I am investigating some things for work where we have to prove the value of Kafka and KSQL as part of a POC. We are working on simple game events where a player can make a play and the game engine either assigns them points (considered a win) or they get nothing (considered a loss). One of our requirements is to prove the feasibility of KSQL on consecutive losses or wins. For the purposes of this question, I will focus on consecutive losses.
We have two tables, one for wins and one for losses that run against the same stream of game events.

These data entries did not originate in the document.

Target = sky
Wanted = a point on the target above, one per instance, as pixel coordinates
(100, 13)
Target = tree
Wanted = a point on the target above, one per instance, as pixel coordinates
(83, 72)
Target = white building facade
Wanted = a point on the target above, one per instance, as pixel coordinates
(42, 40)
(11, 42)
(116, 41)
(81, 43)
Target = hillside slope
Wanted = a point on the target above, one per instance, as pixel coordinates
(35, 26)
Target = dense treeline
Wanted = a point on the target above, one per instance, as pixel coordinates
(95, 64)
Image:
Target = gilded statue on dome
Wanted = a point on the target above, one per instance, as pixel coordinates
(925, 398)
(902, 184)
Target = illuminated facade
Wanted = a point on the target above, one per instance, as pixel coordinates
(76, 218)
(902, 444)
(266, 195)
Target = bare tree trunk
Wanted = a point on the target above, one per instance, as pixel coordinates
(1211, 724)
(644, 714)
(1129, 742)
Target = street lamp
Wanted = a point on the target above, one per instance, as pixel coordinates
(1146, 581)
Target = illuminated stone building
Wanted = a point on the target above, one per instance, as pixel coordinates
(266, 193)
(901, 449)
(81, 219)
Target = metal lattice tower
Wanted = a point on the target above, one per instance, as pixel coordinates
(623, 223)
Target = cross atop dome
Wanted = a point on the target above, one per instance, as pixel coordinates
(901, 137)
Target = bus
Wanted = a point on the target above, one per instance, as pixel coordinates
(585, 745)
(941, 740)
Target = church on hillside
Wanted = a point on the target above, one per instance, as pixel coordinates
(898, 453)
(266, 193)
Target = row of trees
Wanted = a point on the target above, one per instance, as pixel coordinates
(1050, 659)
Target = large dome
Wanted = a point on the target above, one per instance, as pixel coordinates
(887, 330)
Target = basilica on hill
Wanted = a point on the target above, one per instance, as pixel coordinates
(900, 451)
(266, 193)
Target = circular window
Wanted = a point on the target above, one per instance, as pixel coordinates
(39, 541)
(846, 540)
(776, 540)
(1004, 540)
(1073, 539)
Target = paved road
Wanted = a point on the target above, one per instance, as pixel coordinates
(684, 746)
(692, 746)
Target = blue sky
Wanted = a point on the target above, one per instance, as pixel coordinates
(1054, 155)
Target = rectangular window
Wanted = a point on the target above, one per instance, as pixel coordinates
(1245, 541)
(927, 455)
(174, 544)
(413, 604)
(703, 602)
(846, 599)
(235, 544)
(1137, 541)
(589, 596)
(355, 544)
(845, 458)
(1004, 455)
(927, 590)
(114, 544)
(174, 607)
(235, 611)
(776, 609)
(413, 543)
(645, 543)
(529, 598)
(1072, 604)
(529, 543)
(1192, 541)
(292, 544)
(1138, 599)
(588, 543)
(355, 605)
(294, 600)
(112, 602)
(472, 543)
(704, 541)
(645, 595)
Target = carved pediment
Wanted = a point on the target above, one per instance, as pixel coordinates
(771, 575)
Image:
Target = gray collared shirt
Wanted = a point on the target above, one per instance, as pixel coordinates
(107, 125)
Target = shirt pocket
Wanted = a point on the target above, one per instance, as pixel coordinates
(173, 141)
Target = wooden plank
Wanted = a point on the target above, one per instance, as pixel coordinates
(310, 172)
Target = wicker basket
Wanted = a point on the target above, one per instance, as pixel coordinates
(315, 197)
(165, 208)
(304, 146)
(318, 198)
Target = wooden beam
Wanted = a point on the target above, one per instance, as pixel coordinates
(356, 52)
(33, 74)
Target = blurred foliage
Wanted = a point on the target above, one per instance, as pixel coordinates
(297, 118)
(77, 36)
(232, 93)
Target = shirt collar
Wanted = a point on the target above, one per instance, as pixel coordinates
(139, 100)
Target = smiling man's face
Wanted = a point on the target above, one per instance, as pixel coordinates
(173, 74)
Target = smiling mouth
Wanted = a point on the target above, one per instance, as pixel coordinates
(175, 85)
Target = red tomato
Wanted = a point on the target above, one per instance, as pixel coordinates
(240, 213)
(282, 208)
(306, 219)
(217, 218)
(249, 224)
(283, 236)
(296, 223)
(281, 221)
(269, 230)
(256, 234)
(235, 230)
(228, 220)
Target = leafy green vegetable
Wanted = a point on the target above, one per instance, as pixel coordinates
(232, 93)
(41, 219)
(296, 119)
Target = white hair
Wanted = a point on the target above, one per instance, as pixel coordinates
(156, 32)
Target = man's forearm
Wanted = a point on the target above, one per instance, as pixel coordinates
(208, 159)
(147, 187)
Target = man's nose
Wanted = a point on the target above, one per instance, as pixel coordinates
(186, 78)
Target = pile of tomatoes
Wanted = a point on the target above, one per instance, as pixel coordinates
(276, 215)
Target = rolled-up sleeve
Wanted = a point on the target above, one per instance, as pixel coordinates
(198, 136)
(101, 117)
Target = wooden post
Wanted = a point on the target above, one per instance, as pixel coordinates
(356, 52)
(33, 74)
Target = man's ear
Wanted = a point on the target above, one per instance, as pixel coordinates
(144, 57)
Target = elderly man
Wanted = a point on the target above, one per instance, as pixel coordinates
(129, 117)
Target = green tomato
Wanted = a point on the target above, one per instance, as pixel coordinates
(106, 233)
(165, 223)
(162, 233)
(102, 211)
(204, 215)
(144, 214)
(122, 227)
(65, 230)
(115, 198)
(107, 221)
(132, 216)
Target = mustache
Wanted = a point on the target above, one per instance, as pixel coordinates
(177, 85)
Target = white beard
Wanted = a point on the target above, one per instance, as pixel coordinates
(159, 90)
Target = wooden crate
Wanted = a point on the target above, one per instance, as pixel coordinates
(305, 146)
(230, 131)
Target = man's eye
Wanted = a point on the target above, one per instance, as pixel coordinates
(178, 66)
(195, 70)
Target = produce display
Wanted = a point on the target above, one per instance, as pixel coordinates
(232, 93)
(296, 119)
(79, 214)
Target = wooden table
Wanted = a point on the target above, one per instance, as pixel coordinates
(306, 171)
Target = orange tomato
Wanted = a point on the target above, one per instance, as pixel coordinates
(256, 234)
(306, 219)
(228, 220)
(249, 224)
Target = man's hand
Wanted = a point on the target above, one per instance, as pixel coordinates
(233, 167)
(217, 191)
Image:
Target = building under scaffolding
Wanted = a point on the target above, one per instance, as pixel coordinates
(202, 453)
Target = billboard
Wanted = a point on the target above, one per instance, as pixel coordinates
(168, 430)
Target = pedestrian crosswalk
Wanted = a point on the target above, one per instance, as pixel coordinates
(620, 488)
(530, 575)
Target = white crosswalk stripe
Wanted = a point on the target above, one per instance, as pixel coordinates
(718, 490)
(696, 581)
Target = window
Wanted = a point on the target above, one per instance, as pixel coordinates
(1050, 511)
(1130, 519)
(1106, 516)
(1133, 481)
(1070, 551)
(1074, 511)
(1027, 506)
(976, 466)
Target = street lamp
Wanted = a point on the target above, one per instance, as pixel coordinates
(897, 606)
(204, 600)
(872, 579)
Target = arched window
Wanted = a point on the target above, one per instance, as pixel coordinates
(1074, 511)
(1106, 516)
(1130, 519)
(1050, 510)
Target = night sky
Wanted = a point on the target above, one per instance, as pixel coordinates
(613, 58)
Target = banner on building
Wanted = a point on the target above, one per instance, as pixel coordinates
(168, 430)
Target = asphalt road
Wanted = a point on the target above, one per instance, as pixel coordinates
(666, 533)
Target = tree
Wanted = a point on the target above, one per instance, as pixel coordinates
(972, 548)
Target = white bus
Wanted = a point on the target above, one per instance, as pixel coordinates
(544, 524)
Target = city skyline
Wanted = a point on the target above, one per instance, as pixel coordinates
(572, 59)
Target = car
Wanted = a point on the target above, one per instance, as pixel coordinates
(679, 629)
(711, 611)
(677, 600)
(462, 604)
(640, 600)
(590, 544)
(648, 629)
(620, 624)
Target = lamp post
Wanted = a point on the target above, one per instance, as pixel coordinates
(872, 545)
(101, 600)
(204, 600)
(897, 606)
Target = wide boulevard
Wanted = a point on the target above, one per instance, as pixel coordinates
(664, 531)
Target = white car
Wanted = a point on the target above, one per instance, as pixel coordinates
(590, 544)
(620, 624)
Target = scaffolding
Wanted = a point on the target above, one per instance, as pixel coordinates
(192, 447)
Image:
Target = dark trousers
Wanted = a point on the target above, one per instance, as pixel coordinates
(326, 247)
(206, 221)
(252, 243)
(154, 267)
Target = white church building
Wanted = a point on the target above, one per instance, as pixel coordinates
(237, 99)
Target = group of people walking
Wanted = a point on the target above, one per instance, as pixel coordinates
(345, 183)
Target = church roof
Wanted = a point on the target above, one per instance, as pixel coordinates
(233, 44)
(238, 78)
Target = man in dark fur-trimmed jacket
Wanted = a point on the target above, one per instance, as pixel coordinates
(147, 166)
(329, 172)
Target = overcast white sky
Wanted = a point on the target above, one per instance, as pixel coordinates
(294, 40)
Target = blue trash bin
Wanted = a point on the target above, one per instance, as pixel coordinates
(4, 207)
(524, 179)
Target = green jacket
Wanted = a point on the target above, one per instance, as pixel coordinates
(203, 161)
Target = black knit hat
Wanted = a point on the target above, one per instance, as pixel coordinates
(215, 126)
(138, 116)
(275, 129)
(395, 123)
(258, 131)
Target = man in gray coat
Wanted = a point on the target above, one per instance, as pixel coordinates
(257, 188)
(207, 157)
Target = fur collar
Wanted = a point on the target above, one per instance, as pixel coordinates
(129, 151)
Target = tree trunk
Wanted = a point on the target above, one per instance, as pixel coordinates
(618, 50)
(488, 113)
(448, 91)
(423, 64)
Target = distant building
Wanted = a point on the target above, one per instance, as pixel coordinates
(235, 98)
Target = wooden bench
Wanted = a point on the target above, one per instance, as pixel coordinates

The wins DDL is as follows:
CREATE TABLE TABLE__GAME_EVENTS__WINS AS
SELECT userId,
gameName,
COUNT(*) AS totalWins
FROM STREAM__GAME_EVENTS
WINDOW TUMBLING (SIZE 30 MINUTES)
WHERE pointsAllocated > 0
GROUP BY userId,
gameName;
The losses DDL is as follows:
CREATE TABLE TABLE__GAME_EVENTS__LOSSES AS
SELECT userId,
gameName,
COUNT(*) AS totalLosses
FROM STREAM__GAME_EVENTS
WINDOW TUMBLING (SIZE 30 MINUTES)
WHERE pointsAllocated = 0
GROUP BY userId,
gameName;
In order to achieve consecutive losses in the 30 minute window period, our current approach is to JOIN
the WINS
table onto the LOSSES
table and only fire when there is nothing in the WINS
table and something in the LOSSES
table.
To do that, we have the following code:
SELECT losses.userId,
losses.gameName,
losses.totalLosses
FROM TABLE__GAME_EVENTS__LOSSES losses
JOIN TABLE__GAME_EVENTS__WINS wins
ON wins.userId = losses.userId
AND wins.gameName = losses.gameName
WHERE losses.totalLosses >= 1
AND wins.totalWins = 0;
When I try to execute that code I get the following error:
io.confluent.ksql.parser.tree.LogicalBinaryExpression cannot be cast to io.confluent.ksql.parser.tree.ComparisonExpression
Initially I thought it was to do with the WHERE
clause but after looking at Hojjat's answer to a similar question, it appears to be that the issue has to do with the AND
statement in the JOIN
.
When I ran DESCRIBE EXTENDED
on both tables I get the following (same for both):
ksql> DESCRIBE EXTENDED TABLE__GAME_EVENTS__WINS;
Name : TABLE__GAME_EVENTS__WINS
Type : TABLE
Key field : KSQL_INTERNAL_COL_0|+|KSQL_INTERNAL_COL_1
Key format : STRING
Timestamp field : Not set - using <ROWTIME>
Value format : JSON
Kafka topic : TABLE__GAME_EVENTS__WINS (partitions: 4, replication: 1)
Field | Type
---------------------------------------
ROWTIME | BIGINT (system)
ROWKEY | VARCHAR(STRING) (system)
USERID | INTEGER
GAMENAME | VARCHAR(STRING)
TOTALWINS | BIGINT
---------------------------------------
Given that COL_0
- userId
and COL_1
- gameName
are the key fields on both tables, it seems logical that they have to be included in the JOIN
. Is it possible to get around this or is it currently not possible to JOIN
on multiple columns?